Um dos exemplos mais
visíveis é um dos crimes mais bárbaros e chocantes que aconteceu no último
período: o assassinato do índio Galdino, o líder Pataxó Galdino Jesus dos
Santos, como era conhecido, queimado cruelmente enquanto dormia. Passados
exatos 16 anos, se fizermos uma pesquisa despretensiosa, veremos que os
envolvidos (alguns adolescentes) estão bem, empregados e paira um silêncio
sepulcral da mídia. Por que isso?
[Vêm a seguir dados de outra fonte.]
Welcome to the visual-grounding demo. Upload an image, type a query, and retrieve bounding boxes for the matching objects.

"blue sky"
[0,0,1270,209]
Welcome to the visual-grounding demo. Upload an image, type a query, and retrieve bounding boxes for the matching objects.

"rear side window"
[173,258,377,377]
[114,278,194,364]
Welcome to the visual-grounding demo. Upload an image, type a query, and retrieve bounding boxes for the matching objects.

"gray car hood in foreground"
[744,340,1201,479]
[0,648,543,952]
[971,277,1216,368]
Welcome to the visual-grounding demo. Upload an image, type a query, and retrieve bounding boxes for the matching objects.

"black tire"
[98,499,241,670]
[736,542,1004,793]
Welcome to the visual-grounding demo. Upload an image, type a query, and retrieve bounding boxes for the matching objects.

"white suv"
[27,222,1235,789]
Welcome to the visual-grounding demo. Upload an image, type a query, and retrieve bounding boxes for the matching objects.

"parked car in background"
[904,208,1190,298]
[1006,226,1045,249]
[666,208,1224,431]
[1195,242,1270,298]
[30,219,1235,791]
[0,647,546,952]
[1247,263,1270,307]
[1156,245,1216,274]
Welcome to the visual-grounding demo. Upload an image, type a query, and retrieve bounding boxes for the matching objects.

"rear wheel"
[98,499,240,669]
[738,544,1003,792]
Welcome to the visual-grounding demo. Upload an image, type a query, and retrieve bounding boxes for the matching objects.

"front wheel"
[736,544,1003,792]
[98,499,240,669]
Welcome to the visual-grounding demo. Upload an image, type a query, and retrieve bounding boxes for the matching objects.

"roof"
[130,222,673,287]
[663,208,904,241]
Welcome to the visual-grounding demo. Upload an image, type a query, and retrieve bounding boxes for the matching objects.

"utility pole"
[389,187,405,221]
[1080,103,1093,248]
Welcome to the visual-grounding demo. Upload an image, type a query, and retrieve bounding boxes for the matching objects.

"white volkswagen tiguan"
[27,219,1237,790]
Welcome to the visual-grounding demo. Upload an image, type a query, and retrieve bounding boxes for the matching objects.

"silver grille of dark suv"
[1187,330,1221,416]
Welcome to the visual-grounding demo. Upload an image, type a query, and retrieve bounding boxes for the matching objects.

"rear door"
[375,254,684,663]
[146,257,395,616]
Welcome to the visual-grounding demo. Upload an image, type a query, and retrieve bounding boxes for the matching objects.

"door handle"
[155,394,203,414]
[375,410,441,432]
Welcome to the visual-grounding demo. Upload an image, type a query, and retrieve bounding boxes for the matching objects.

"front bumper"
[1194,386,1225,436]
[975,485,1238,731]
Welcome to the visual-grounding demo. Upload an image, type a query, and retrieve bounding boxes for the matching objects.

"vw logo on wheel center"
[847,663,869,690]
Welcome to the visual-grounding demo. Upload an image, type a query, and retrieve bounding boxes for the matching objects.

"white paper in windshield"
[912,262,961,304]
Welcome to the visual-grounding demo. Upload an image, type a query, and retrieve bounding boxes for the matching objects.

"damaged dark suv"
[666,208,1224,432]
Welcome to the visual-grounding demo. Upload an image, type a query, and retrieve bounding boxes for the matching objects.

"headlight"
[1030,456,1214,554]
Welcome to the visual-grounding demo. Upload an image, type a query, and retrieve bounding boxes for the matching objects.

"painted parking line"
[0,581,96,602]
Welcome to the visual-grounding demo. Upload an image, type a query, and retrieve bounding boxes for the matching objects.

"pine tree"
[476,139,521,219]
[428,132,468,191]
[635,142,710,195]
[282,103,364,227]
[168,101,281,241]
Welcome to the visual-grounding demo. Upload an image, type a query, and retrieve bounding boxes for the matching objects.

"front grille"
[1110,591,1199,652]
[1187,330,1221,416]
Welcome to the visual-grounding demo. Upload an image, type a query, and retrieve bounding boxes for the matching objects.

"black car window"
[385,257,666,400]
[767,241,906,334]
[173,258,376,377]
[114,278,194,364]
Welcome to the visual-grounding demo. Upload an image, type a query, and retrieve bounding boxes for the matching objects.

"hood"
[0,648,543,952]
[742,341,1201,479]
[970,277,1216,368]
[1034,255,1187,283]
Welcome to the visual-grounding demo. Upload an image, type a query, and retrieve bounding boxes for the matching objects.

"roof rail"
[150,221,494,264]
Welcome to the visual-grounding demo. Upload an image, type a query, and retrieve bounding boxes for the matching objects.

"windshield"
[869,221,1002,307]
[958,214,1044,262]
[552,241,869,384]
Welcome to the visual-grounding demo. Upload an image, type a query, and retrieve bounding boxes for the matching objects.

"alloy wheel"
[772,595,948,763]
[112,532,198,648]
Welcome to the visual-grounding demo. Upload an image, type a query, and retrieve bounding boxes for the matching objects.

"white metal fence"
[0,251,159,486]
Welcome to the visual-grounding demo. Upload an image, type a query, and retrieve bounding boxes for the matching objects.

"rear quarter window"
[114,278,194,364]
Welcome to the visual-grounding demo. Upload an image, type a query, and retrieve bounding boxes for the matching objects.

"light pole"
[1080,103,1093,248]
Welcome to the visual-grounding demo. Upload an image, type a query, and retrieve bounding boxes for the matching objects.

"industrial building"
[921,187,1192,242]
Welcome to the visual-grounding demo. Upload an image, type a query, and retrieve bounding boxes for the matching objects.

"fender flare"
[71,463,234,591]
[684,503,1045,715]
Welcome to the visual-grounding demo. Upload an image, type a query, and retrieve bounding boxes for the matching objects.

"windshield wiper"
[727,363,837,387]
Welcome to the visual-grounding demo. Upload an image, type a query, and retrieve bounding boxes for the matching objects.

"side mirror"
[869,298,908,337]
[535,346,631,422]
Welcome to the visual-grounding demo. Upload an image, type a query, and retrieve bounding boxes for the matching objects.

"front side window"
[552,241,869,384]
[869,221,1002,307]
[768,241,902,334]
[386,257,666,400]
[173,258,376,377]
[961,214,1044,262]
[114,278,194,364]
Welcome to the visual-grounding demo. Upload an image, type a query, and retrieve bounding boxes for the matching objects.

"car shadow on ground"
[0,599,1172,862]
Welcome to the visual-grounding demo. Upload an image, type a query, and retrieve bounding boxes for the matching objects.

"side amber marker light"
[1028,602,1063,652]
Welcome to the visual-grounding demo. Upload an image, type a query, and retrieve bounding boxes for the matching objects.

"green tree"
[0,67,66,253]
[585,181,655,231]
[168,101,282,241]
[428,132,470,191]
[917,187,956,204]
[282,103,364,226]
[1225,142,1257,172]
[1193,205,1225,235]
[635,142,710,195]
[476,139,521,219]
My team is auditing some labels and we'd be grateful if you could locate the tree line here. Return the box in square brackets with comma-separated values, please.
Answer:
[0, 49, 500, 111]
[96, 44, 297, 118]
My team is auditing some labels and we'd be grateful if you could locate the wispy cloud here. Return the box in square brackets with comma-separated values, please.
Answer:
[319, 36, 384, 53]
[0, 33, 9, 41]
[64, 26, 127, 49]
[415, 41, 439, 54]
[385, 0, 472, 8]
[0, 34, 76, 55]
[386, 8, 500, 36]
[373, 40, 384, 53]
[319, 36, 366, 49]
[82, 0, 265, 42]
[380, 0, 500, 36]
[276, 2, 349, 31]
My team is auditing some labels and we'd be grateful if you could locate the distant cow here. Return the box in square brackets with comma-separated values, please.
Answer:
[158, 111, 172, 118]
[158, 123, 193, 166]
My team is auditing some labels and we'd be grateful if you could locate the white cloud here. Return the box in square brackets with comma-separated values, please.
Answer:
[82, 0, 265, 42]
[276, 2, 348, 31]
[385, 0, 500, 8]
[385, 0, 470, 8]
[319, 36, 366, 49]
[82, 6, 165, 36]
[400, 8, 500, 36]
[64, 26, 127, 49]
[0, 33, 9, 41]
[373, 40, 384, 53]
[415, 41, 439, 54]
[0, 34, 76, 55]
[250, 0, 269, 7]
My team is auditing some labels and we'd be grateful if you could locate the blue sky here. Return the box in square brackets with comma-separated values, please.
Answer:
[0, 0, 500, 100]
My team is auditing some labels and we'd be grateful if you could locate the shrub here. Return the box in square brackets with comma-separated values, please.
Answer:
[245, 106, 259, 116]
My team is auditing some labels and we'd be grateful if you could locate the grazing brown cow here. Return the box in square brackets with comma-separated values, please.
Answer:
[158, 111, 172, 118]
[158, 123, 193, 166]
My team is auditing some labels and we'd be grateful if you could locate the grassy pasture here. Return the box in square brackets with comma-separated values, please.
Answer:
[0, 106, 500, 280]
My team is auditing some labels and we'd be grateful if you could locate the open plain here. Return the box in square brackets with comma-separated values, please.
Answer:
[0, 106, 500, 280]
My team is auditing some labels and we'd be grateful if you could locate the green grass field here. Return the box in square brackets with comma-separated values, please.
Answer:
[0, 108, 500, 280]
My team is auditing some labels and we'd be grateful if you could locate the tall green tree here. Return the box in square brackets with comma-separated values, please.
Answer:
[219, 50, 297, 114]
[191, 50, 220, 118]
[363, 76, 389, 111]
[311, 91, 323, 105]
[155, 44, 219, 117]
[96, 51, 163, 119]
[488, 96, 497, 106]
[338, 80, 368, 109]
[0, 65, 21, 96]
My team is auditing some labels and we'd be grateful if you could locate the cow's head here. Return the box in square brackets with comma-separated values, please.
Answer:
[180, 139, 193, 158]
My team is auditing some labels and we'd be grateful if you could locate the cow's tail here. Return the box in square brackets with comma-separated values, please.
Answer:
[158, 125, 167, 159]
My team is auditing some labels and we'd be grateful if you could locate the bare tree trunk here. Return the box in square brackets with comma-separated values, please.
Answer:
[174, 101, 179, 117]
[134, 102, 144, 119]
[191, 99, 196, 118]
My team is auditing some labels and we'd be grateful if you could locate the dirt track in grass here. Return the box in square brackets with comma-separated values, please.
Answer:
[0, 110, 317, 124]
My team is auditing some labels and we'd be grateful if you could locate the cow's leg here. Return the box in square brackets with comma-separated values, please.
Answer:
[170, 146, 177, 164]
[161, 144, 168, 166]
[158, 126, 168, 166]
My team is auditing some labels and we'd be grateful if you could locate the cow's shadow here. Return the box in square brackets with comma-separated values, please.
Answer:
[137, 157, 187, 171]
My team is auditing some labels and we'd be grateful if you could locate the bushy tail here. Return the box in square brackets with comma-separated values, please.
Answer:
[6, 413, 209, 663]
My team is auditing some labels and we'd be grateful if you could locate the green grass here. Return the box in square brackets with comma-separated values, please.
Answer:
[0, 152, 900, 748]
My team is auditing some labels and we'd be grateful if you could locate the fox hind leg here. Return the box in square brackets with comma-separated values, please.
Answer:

Porque esses jovens eram filhos da burguesia
brasiliense.
A justificativa dos
juízes sempre são mais adequadas à sua origem social, que os adolescentes
burgueses têm famílias estruturadas e os da classe trabalhadora não!
Voltemos, então, para o
cerne do debate: a primeira é sobre a farsa do aumento da violência, o total
dos crimes graves cometidos pelos adolescentes, nunca chegaram a traço se
comparados aos adultos, mas, se assim o é, porque existe toda uma mídia em
torno de atos praticados por adolescentes. Desde a década de 90, o jornalista
José Arbex, professor da PUC São Paulo, tem denunciado que existe um complô nas
redações contra os adolescentes, que indica que qualquer ato que envolva
adolescente a pauta tem que aumentar. No jargão do jornalismo, aumentar a pauta
é dar mais destaque para essas situações, logo, esse destaque aumenta a
sensação de insegurança que é provocada pelos adolescentes.
Segundo ponto
importante: o ECA nunca foi implantado no Brasil, legislação que, efetivada,
garantiria políticas preventivas que respondessem às necessidades da infanto-adolescência.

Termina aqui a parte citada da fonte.